# services/communication/guest-register-configmap.yaml
apiVersion: v1
kind: ConfigMap
metadata:
  name: matrix-guest-register
data:
  server.py: |
    import base64
    import json
    import os
    import random
    import secrets
    from http.server import BaseHTTPRequestHandler, HTTPServer
    from urllib import error, parse, request

    SYNAPSE_BASE = os.environ.get("SYNAPSE_BASE", "http://othrys-synapse-matrix-synapse:8008").rstrip("/")
    AUTH_BASE = os.environ.get("AUTH_BASE", "http://matrix-authentication-service:8080").rstrip("/")
    SERVER_NAME = os.environ.get("MATRIX_SERVER_NAME", "live.bstein.dev")

    SEEDER_USER = os.environ["SEEDER_USER"]
    SEEDER_PASS = os.environ["SEEDER_PASS"]

    # Basic rate limiting (best-effort) to avoid accidental abuse.
    # Count requests per client IP over a short window.
    RATE_WINDOW_SEC = int(os.environ.get("RATE_WINDOW_SEC", "60"))
    RATE_MAX = int(os.environ.get("RATE_MAX", "30"))
    _rate = {}  # ip -> [window_start, count]

    ADJ = ["brisk", "calm", "eager", "gentle", "merry", "nifty", "rapid", "sunny", "witty", "zesty"]
    NOUN = ["otter", "falcon", "comet", "ember", "grove", "harbor", "meadow", "raven", "river", "summit"]

    def _json(method, url, *, token=None, body=None, timeout=20):
        headers = {"Content-Type": "application/json"}
        if token:
            headers["Authorization"] = f"Bearer {token}"
        data = None
        if body is not None:
            data = json.dumps(body).encode()
        req = request.Request(url, data=data, headers=headers, method=method)
        try:
            with request.urlopen(req, timeout=timeout) as resp:
                raw = resp.read()
                payload = json.loads(raw.decode()) if raw else {}
                return resp.status, payload
        except error.HTTPError as e:
            raw = e.read()
            try:
                payload = json.loads(raw.decode()) if raw else {}
            except Exception:
                payload = {}
            return e.code, payload

    _seeder_token = None
    _seeder_token_at = 0.0

    def _login(user, password):
        status, payload = _json(
            "POST",
            f"{AUTH_BASE}/_matrix/client/v3/login",
            body={
                "type": "m.login.password",
                "identifier": {"type": "m.id.user", "user": user},
                "password": password,
            },
            timeout=20,
        )
        if status != 200 or "access_token" not in payload:
            raise RuntimeError("login_failed")
        return payload

    def _seeder_access_token(now):
        global _seeder_token, _seeder_token_at
        if _seeder_token and (now - _seeder_token_at) < 300:
            return _seeder_token
        payload = _login(SEEDER_USER, SEEDER_PASS)
        _seeder_token = payload["access_token"]
        _seeder_token_at = now
        return _seeder_token

    def _create_user(admin_token, localpart, password, displayname):
        user_id = f"@{localpart}:{SERVER_NAME}"
        status, payload = _json(
            "PUT",
            f"{SYNAPSE_BASE}/_synapse/admin/v2/users/{parse.quote(user_id)}",
            token=admin_token,
            body={
                "password": password,
                "admin": False,
                "deactivated": False,
                "displayname": displayname,
            },
            timeout=25,
        )
        if status not in (200, 201):
            raise RuntimeError("user_create_failed")
        return user_id

    def _generate_localpart():
        return "guest-" + secrets.token_hex(6)

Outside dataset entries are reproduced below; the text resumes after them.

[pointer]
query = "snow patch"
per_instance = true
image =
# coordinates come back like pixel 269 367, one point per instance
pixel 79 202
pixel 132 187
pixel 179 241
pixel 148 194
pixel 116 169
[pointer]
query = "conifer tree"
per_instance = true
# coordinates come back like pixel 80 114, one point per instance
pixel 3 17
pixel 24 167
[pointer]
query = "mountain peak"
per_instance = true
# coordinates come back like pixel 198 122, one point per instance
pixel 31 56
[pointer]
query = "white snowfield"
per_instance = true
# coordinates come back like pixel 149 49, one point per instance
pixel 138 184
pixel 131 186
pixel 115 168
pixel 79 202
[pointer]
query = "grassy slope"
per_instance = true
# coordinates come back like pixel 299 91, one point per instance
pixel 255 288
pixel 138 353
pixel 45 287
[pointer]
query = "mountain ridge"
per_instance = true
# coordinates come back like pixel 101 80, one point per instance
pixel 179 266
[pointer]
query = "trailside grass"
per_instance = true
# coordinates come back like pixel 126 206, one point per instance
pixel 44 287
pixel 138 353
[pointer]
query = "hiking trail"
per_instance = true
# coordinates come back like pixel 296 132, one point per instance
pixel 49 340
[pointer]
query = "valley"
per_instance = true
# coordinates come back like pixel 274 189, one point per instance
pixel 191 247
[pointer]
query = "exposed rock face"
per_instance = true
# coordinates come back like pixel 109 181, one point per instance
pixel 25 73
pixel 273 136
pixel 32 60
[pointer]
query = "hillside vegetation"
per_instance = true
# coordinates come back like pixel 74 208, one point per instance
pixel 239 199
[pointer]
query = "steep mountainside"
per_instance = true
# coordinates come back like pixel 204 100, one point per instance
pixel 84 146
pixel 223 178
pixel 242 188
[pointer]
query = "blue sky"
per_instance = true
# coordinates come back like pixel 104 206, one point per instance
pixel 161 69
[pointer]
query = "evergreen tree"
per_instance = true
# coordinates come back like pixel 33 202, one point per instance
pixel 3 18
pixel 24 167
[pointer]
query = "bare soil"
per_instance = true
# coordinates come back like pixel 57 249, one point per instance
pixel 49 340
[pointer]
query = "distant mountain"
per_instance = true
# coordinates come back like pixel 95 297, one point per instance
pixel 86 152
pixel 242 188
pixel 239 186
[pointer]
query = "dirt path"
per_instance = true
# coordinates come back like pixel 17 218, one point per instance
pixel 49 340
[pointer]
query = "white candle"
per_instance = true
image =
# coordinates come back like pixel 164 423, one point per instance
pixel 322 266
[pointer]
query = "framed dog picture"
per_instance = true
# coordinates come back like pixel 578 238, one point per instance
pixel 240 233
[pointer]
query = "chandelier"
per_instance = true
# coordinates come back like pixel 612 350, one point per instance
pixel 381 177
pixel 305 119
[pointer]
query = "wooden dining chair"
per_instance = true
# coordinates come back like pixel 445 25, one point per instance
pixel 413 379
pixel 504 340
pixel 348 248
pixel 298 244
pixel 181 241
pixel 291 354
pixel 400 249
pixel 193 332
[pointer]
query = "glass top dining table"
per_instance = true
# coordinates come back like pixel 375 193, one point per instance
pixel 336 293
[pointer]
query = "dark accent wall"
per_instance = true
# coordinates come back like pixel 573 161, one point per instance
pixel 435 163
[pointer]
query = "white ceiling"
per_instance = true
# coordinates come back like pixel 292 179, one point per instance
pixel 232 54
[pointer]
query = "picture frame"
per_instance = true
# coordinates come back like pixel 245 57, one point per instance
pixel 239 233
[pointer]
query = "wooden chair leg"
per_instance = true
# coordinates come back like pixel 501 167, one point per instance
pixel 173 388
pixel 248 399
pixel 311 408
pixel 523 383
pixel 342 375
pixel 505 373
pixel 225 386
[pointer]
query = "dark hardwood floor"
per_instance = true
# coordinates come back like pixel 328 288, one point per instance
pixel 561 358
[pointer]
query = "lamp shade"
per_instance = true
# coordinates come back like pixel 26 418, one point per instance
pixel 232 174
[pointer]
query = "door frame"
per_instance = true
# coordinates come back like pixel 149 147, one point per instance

    def _generate_displayname():
        return f"{random.choice(ADJ)}-{random.choice(NOUN)}"

    def _rate_check(ip, now):
        win, cnt = _rate.get(ip, (now, 0))
        if now - win > RATE_WINDOW_SEC:
            _rate[ip] = (now, 1)
            return True
        if cnt >= RATE_MAX:
            return False
        _rate[ip] = (win, cnt + 1)
        return True

    class Handler(BaseHTTPRequestHandler):
        server_version = "matrix-guest-register"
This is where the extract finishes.